Sunday, March 31, 2013

The empty tomb

I spent Easter with my husband and kids, my mom and dad, my uncle, my cousin, and his new girlfriend.  :) We then returned to the gravesite for the first time since the burial; it's covered with some nice grass seed now.  Put up a couple of little angel statues, but I'm man I'm far from keeping up with these new neighbors.  Huge palm crosses, tons of plants and pinwheels, rows of lollipops, Easter eggs on sticks, oh yeah and solar-powered lights and toys.  My friends, the crazy "competition" about "who is the best mom" continues beyond death. :) Though in this case, I think the mothers of section 29 at St. Ann's, at the newest section of "Babyland," definitely have a soft spot for each other. I threw some extra petals on nearby graves. I'm tempted to leave my number on a business cards at nearby spots, or my Facebook contact info, just something to connect with those who mourn beside me.

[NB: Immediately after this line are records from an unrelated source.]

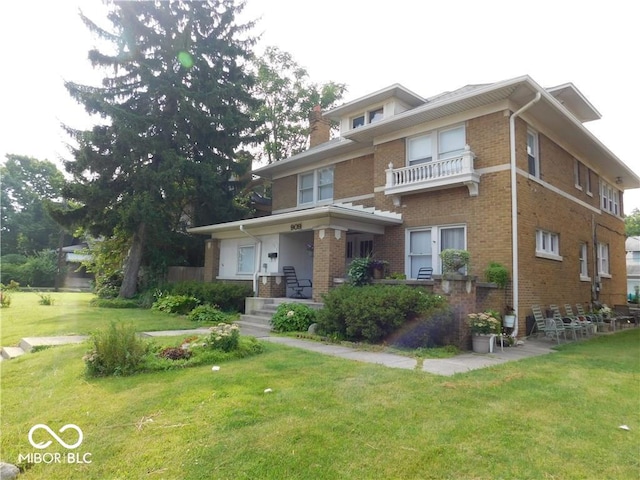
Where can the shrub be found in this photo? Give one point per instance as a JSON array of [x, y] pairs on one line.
[[225, 337], [175, 353], [114, 303], [45, 299], [498, 274], [229, 297], [116, 351], [359, 272], [373, 312], [208, 314], [180, 304], [293, 317], [434, 330]]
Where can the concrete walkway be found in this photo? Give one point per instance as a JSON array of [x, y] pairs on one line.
[[446, 366]]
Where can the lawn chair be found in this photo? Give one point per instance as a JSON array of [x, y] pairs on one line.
[[547, 326], [425, 273], [584, 322], [595, 318], [293, 283], [566, 323]]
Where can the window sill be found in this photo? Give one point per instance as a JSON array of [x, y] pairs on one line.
[[549, 256]]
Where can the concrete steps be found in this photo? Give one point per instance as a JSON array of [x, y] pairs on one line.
[[257, 322]]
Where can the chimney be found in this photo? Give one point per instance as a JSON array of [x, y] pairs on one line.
[[319, 126]]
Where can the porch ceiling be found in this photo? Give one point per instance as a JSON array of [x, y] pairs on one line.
[[336, 216]]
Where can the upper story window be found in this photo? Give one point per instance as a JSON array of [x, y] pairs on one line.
[[436, 145], [315, 187], [370, 116], [588, 182], [577, 173], [584, 272], [533, 153], [609, 198], [603, 259], [547, 245]]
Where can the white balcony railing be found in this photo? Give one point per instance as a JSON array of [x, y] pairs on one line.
[[435, 175]]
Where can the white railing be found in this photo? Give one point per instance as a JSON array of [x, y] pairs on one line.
[[435, 171]]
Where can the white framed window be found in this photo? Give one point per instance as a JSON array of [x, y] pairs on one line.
[[603, 259], [548, 245], [423, 246], [584, 264], [609, 198], [436, 145], [315, 187], [357, 122], [533, 153], [577, 174], [246, 259]]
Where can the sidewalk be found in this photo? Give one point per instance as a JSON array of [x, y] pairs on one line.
[[445, 366]]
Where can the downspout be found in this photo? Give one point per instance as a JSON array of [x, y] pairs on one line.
[[514, 208], [257, 260]]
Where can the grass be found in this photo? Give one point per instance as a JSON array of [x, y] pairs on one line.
[[550, 417], [71, 313]]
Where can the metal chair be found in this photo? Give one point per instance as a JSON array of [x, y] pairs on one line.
[[583, 321], [547, 326], [425, 273], [568, 325], [293, 283]]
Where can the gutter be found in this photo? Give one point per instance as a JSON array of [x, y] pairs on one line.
[[514, 208], [257, 260]]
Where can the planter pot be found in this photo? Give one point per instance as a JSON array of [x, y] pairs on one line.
[[480, 342], [509, 321]]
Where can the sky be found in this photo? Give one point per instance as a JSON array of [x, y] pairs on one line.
[[427, 46]]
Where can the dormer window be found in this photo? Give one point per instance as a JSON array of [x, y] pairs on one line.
[[357, 122], [370, 116], [376, 115]]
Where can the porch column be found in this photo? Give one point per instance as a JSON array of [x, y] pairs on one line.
[[329, 249], [211, 259]]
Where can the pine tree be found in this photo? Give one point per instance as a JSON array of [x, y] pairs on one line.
[[177, 109]]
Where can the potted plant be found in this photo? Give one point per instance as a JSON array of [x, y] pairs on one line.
[[453, 260], [483, 326], [509, 319], [378, 267]]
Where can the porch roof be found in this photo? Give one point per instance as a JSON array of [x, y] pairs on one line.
[[344, 216]]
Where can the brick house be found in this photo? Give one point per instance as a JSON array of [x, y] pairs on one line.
[[506, 171]]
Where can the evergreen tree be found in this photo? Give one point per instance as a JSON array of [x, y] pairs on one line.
[[177, 106]]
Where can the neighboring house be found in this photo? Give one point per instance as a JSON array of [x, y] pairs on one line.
[[506, 171], [632, 246]]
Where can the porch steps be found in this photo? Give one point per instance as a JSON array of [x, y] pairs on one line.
[[257, 323]]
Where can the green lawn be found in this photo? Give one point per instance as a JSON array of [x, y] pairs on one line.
[[72, 314], [550, 417]]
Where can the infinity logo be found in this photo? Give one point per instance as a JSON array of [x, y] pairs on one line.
[[42, 445]]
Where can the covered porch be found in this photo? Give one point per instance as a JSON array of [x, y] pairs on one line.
[[314, 241]]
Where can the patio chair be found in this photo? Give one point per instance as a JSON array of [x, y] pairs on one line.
[[564, 322], [425, 273], [597, 319], [293, 283], [584, 322], [547, 326]]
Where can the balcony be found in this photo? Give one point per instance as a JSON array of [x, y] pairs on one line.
[[434, 175]]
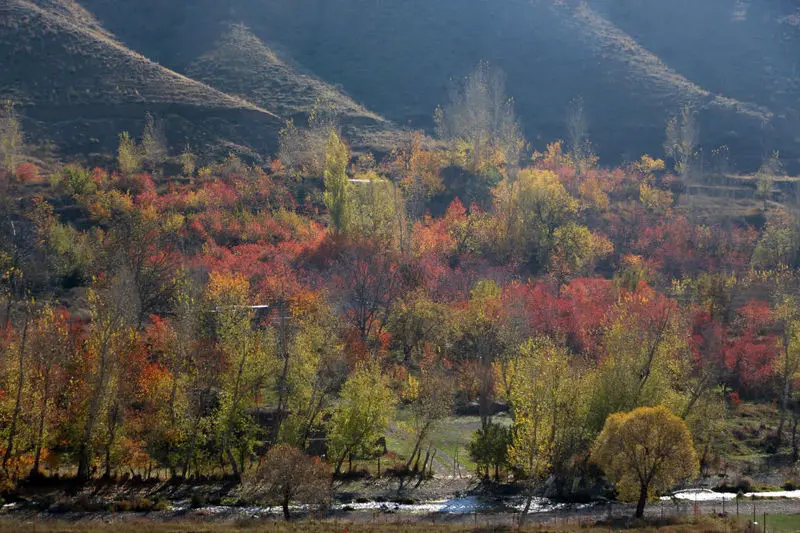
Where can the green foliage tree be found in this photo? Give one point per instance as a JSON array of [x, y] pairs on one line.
[[337, 197], [682, 136], [153, 149], [12, 141], [287, 475], [129, 156], [430, 399], [489, 448], [549, 407], [530, 209], [480, 116], [361, 416], [303, 150], [251, 364], [645, 451]]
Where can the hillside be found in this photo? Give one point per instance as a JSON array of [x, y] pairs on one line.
[[241, 64], [633, 62], [79, 87]]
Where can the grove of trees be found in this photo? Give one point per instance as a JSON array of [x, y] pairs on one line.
[[220, 318]]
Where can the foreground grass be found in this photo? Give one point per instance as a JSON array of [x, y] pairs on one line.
[[781, 523], [701, 526]]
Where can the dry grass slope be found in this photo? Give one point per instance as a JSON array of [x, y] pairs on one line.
[[241, 64], [57, 59]]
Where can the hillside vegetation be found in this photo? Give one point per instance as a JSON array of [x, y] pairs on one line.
[[626, 60]]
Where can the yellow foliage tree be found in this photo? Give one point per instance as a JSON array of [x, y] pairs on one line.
[[645, 451]]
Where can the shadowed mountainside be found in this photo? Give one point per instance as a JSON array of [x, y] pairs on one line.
[[633, 62]]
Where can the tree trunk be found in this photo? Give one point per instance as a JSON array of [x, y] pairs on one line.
[[285, 504], [642, 501], [112, 431], [795, 444], [787, 383], [94, 408], [12, 430], [42, 416]]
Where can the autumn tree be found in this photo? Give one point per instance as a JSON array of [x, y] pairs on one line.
[[682, 136], [770, 169], [488, 448], [481, 341], [154, 144], [112, 315], [529, 211], [250, 363], [578, 136], [430, 399], [303, 149], [336, 197], [549, 407], [54, 344], [643, 339], [316, 369], [360, 418], [129, 156], [645, 451], [287, 475]]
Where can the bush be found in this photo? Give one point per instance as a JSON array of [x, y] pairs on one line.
[[740, 484], [198, 500]]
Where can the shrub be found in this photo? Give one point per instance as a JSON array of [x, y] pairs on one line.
[[198, 500]]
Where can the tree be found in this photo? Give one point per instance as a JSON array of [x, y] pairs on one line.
[[430, 399], [770, 169], [576, 250], [361, 416], [549, 407], [54, 344], [529, 210], [112, 315], [643, 340], [250, 364], [129, 157], [681, 141], [578, 135], [11, 138], [336, 183], [489, 448], [303, 149], [154, 144], [287, 475], [480, 116], [646, 450]]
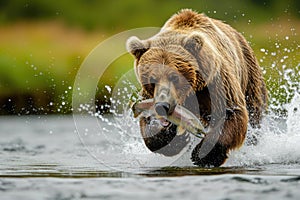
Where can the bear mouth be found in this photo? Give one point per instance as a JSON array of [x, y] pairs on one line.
[[164, 122]]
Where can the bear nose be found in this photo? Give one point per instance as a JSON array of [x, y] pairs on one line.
[[162, 108]]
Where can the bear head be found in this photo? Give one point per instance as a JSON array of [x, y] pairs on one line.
[[167, 67]]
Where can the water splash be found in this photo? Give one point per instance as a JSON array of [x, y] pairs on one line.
[[278, 141]]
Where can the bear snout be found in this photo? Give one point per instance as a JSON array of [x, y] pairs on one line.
[[162, 108]]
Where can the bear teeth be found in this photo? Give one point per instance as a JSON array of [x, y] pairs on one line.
[[164, 122]]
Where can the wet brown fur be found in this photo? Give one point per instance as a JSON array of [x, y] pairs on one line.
[[219, 57]]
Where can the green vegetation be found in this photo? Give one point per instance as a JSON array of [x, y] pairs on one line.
[[43, 43]]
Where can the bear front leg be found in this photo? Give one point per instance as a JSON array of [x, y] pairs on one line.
[[222, 137]]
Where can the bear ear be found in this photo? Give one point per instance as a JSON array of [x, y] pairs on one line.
[[193, 43], [136, 47]]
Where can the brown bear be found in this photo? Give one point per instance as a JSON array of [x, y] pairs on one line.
[[209, 68]]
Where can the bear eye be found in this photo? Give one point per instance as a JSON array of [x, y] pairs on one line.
[[174, 79], [153, 80]]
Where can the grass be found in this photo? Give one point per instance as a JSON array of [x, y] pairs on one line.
[[41, 59]]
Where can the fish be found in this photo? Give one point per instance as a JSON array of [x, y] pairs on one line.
[[182, 117]]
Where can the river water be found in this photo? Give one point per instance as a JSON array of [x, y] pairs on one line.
[[70, 157]]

It's been the most deeply meaningful Easter I've ever had, by a long shot. I've never had a grave I thought of daily before. I never understood in such a personal way how amazing the Resurrection story was before: that a tomb that was occupied is empty, and the person was alive.  I can now get the piercing joy of that thought.
(That's the tomb of the Lord in Israel, above.)  I have been carried by all your prayers, so that the great sadness is still mingled with great hope and joy. I am so grateful.
I am both eager to turn the calendar page tomorrow, and terribly sad to do so.  Perpetua was alive and with me this month; she will not be in April.  But I am being gently drawn away from the past, even now. I need to love her and move on, into the next beautiful full month of spring, while knowing part of me will always stay in March, 2013.
It is Easter, and I took time today by the grave to think of the strange moments of beauty in this terrible journey. The moments where death and sorrow touched eternal joy:
  • Seeing the beautiful ultrasound one last time, my baby so perfectly formed even in that terrible stillness.
  • My wonderful nurse Catherine J, who told me everything my panicked mind needed to hear: that I was doing nothing to hurt my baby.  Assured me that I had done my job, which was to carry Perpetua her entire short life.  That now I just needed to put her to rest.
  • Dan taking my hand after the surgery, while I was still dressed in a faded, blood-stained hospital gown, and asking me to marry him again when he gave me back my diamond. He then gravely and grandly recited that he was "hereby endowing me with all his considerable earthly goods, cattle, lands, etc." and I managed my first real smile since I found out.
  • Hearing on the phone--while alone at my dining room table--from the funeral director, that I had a little girl.  Chuckling because, well, I have girls!
  • Having to quickly come up with a name for girl number five, both of us rushing so it could be put on her coffin plaque.  Finding one quickly that felt exactly right.
  • Having my daughters come up with an awesomely cute nickname for her: "Pepper."
  • Finally, finally, finally being able to see her, shower her with love, and say goodbye.  Being able to walk away peacefully, knowing it was time to do so.
  • Having gorgeous, warm, sunny weather at last for the funeral and burial. Seeing my first two butterflies of the season flying right past my face. Finding tiny white flowers already in bloom at her open grave. Hearing so many birds after the sparrow sermon given for her.
  • Having my girls here around me.  And also having them away from me, :) being cared for by wonderful friends so I could be alone with my thoughts of those in heaven.
  • Deeply experiencing God's love through the extremely kind attentions of all of you.  Stumbling home in tears from some morbid chore to see a meal and flowers on my porch, beautiful cards in the mailbox, offers for babysitting on my phone.
I hope you've all had beautiful Easters with your families. I truly have, with both my earthly and heavenly ones.
I know tomorrow, the moment I need it, I will find the courage I don't have right now: to turn from this tumultuous but so precious March to an emptier but more peaceful April. One day at a time...
"O death, where is your victory?  O death, where is your sting? 
Thanks be to God, who has given us the victory through our Lord Jesus Christ."